The New Year is a time of reflection, and traditionally a time to consider changing one’s habits.
Our reliance upon computers and networks has exceeded our means to safely use and control them. Every computer user has some responsibility to make sure that their computer and use of the Internet does not introduce unknown and unwanted risks. By following these recommendations you will greatly reduce your risk to fraud, identity theft, and other risks related to Internet usage.
1. Change your passwords. Use strong passwords, which cannot be easily guessed by others, even those who know you. Do not share your password with any other person. If needed, store your passwords in a protected vault such as Password Safe or KeePass. I recommend you not use an online vault for password storage: if their security is compromised, so are your passwords.
2. Scan for Viruses and other malware. Configure your anti-virus software to scan your entire computer at least weekly. Make sure that your anti-virus software is checking for updates at least once per day. Also scan your computer with one of several online virus scanners at least once per month.
Panda: http://www.pandasoftware.com (look for the ActiveScan link on the home page)
Trend Micro: http://housecall.trendmicro.com/
3. Block spam, and don’t open spam messages. The majority of spam (unwanted junk email) is related to fraud. Spam messages advertise fraudulent or misleading products, or lure you to websites that contain malware that will attempt to take over your computer (without your knowing it) and steal valuable information from you.
4. Get a firewall. If you use Windows, turn on the Windows Firewall. Ask your broadband service provider to upgrade your modem/router to one that contains a firewall (most newer modems / routers do have firewalls or other similar protection).
5. Remove spyware. Obtain a good anti-spyware program and use it to find and remove spyware from your computer.
6. Update your software. Obtain up-to-date copies of browsers and tools on your computer, as many older versions are no longer secure. This includes Firefox, Internet Explorer, Opera, Microsoft Office, OpenOffice, Java, and other programs.

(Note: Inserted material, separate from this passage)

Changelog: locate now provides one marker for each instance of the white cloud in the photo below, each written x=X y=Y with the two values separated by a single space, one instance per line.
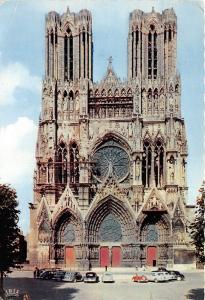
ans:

7. Install security patches. If you are using Windows, turn on Automatic Updates, and configure it to automatically download and install security patches and updates.
8. Use separate accounts on shared computers. If more than one person uses your computer, set up separate accounts for each user. Make each user an ordinary user or power user, but never an administrator. Making each user an administrator makes the entire computer more vulnerable to malware (viruses, etc.).
9. Browse Safely. Change to Firefox and use the NoScript add-on. This is the only combination designed to block the new “clickjacking” vulnerability present in all other browsers. Also consider using Flashblock (works only with Firefox) if you want to control the use of Flash content in your browser.
10. Protect your wireless WiFi network. The old an still-common “WEP” protocol designed to encrypt your wireless traffic has been broken, and is no longer safe. Upgrade to WPA, even if it means buying a new wireless access point.
11. Back up your data. All kinds of bad things can happen, from mistakes to hardware failures. If you cannot afford to lose your data, then you need to copy it to a separate storage device. External hard drives and high capacity USB thumb drives cost well below US$100. You’ll be glad you did, sooner or later.
12. Encrypt your hard drive. Mostly important for laptop computers, but also important for desktop computers. The TrueCrypt tool is by far the most popular one available, and it’s free. If you don’t encrypt your data, then anyone who steals your computer can (and will) read all of your private data.
13. Check your credit reports. Fraud and identity theft can result in thieves opening new credit card and loan accounts in your name. They run up a balance and then never pay the bill, making that your problem instead. Consider a credit reporting service as well, which will alert you to inquiries and changes to your credit accounts, limits, and balances.
Secunia Personal Software Inspector – free tool that examines your computer and alerts you to all of the unpatched and older versions of programs that need to be upgraded.
Password Safe – safe and secure storage of all of your Internet passwords. Also remembers userids and URLs.
TrueCrypt – safe and free encryption of your PC’s hard drive.